При неполноте состава знаковых групп мышление затрудняется с различением структуры внешнего мира, затем (при дальнейшем убывании знаковых групп) – с различением структуры непосредственной жизненной среды, которая может предстать в обедненной форме и повлечь к таким действиям субъекта, что его дальнейшее функционирование в этом качестве становится проблематичным.
Выпадение знаковых групп из процесса различения аналогично омертвлению функциональных носителей информации внутри материального субстрата мышления. Для мышления семиотический распад тождествен распаду материальному.
В связи с преобладанием в тезаурусах мышления конкретных типов знаков, их большей проработанностью в качестве материалов различения возникает устойчивость атрибутивных признаков внешних предметов.
По мере совершенствования знаковых отношений одни предметы, ранее невидимые умственному взору, делаются видимыми предметами, превращаясь в «вещи-для-нас». Другие, ранее бывшие «для нас», открывают новые облики, третьи – переосмысливаются и отходят на задний план как познанные и устоявшиеся. Эта постоянная вибрация отражений внешнего мира, осцилляция смыслограмм налагается на ритмические колебания самих предметов.

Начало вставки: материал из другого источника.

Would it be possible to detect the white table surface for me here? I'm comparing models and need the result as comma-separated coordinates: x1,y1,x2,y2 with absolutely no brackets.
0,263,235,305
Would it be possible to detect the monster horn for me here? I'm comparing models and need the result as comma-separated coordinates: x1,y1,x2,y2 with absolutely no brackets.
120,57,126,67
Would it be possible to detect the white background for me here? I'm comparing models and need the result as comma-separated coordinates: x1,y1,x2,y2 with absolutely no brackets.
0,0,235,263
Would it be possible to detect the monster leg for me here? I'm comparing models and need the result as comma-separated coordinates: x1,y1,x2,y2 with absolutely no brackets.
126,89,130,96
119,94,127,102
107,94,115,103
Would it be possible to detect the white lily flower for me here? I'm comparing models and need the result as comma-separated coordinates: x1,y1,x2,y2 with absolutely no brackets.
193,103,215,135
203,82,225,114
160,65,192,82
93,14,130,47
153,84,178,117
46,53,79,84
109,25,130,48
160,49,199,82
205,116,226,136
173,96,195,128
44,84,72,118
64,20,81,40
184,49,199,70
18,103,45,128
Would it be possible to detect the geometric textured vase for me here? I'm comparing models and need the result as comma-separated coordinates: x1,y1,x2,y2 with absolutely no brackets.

В подобном плане кантовская «вещь-в-себе» лишается онтологического скептицизма и может быть рассмотрена вполне конкретно, в рамках обычной знаково-познавательной ситуации. Это значит, что образ предмета как совокупности различенных и отобранных признаков внешней материальной и функциональной структуры должен наглядно, объяснимо развертываться и свертываться в элементарную структуру внутреннего знакового состава.
Полнота знакового состава мышления не в меньшей, но в большей степени, чем рецепторная мощь, определяет ассоциативность, объем, глубину, а следовательно, духовную зоркость мышления.
В обществе происходит пополнение состава знаковых систем.
Усложнение состава семиотических систем происходит тремя способами: 1) умножением знаковых групп; 2) усовершенствованием знаковых коммуникаций; 3) изменением деятельности получателей знаков.
Перевод культуры на машинные носители качественно усиливает оперативную память и различительную способность индивидуального субъекта, соединенного с совокупным тезаурусом культуры.
В свете сказанного выдвигается практический вопрос, актуальность которого выявится в ближайшие десятилетия. Как должен строиться искусственный интеллект, память и судительные способности которого – историческая культура человека? Может ли в должной мере использоваться отраженный в культуре общества мировой планетарный опыт, если роли культуры в мыслительном процессе не дифференцированы, а разум рассматривается главным образом со стороны структуры и функций локализованного субстрата, для которого культура – только фон, психологическая среда, а не непосредственный деятельностный материал?
Ответ на поставленный вопрос может быть получен путем семиотического изучения мышления, которое должно идти параллельно с его общим восприятием как важнейшего процесса в ноосфере, отражающего и формирующего глубинное содержание Универсума. Такое восприятие, с одной стороны, подразумевает культурно обоснованное непотребительское отношение к животному и растительному миру, ландшафтам и климатическим комплексам. С другой стороны, оно подразумевает проясненное отношение к самой исторической культуре как совокупной мыслительной основе производства, духовной, жизнеустроительной и коммуникативной деятельности общественных индивидов.